As Nike announced the innovation near New York City's Madison Square Garden that day, no shoes had been made for the market. It meant that the first offering was going to be limited, but it was also going to be special. Whatever happened, it had to go right.

Preparing for the future

Soon after the announcement, a team went to Nike's Development Center in Taiwan to figure out how to build the shoes step-by-step. Once determined, the process was moved to Vietnam, where the actual production began. The weight of a size-9 shoe was trimmed to 14 ounces, which is lighter than a typical basketball shoe but a couple of ounces heavier than is typical of running shoes. The battery weighs an ounce.

Nike does not openly talk about its pricing and margins, but ultimately the $720 price point was agreed upon -- an outrageous sum, but nothing out of the ordinary to sneakerhead collectors who frequently spend that amount on a pair of shoes on the resale market.
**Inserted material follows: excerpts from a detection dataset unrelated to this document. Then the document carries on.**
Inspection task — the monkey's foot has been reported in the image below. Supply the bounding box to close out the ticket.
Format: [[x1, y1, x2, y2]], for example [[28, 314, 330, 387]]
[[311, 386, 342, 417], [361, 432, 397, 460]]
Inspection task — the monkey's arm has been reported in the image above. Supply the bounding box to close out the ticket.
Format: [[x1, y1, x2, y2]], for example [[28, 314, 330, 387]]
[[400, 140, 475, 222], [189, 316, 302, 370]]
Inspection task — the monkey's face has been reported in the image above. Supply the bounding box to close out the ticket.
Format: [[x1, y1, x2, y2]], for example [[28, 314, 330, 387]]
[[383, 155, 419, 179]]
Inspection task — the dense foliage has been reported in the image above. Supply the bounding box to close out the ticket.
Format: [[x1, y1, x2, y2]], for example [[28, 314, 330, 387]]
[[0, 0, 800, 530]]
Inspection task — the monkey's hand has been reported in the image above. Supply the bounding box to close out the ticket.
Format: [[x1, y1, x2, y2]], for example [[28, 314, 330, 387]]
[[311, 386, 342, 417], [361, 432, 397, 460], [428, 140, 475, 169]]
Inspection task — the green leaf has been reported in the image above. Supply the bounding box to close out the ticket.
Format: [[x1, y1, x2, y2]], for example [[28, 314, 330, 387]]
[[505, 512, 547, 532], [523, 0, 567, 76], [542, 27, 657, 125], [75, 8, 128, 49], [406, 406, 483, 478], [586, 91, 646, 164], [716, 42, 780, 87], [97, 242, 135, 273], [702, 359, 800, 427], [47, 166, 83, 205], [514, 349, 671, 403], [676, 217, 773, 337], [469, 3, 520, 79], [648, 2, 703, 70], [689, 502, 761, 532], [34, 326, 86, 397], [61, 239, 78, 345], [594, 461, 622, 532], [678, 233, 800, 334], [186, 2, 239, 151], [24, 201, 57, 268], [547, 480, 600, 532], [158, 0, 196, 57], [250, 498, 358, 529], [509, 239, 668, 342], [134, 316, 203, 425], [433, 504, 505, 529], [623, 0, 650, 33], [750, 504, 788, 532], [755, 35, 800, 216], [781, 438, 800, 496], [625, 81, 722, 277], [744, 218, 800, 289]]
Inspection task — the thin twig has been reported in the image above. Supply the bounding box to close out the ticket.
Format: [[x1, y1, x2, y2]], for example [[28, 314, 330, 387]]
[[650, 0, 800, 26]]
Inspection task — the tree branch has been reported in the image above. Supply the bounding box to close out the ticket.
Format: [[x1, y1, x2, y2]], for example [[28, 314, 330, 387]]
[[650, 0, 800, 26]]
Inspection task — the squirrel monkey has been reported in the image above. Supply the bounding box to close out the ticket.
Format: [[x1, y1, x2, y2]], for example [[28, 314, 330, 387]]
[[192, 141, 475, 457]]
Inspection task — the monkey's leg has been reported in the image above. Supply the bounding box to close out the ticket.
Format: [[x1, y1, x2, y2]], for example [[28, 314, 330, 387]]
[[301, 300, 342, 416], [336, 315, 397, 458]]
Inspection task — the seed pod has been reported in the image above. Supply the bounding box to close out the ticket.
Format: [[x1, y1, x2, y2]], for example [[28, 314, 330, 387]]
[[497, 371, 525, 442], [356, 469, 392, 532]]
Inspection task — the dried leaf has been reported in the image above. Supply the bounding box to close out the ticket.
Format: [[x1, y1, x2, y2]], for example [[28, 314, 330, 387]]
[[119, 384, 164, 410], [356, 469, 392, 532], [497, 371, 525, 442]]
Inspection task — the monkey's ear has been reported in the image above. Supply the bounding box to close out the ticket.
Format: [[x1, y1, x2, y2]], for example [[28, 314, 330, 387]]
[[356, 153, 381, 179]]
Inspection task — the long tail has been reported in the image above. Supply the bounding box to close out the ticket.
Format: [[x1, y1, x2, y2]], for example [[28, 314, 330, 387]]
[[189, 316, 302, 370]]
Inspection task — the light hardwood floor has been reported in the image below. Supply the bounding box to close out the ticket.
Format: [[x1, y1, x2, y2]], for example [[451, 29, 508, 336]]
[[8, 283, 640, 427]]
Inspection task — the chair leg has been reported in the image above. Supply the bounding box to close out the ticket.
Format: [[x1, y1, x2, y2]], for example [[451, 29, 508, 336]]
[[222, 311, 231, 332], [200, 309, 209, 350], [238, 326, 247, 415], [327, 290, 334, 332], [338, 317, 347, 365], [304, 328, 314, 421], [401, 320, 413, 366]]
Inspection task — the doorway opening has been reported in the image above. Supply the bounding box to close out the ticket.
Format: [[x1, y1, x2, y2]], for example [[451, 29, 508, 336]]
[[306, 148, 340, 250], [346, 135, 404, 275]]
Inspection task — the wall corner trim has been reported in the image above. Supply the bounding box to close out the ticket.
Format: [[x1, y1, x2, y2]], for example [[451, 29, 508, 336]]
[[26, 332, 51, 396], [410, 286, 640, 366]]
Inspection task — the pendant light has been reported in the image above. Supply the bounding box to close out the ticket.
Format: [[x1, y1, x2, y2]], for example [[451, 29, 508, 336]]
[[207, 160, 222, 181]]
Knowing it is changing convention, Nike wants to make sure everything goes right. That means for the first time in the company's history, Nike is creating a special hotline for registered owners of the HyperAdapt 1.0 to call in with questions at any time. Beers said it's set up so that she eventually gets all the feedback in written form.

On the bottom of the shoe, where the charger indicator goes (it changes from green to yellow to red), is printed "MT2," which stands for Mark (Parker), Tinker and Tiffany. It's a nice tribute to those who have worked for so long on this project.?

For Hatfield, the bigger tribute might be a longer lasting legacy.

"I'm closer to the end of my career than the beginning, and I want to go out with a bang," said Hatfield, who started at Nike in 1981 and started designing shoes in 1985. "I think this is going to become a big deal. I think in the future, shoes are going to do the work for you. They're going to adapt to your feet, they're going to adjust, they're going to have smart technology -- just like cars and vacuum cleaners.

"I think in 10 years, 50 percent of all Nike shoes will be power laces."

Sounds crazy. But that's not the first time Hatfield has been called crazy. One of the reasons the shoe is coming out Thursday is because Hatfield -- and Nike -- didn't listen to those people.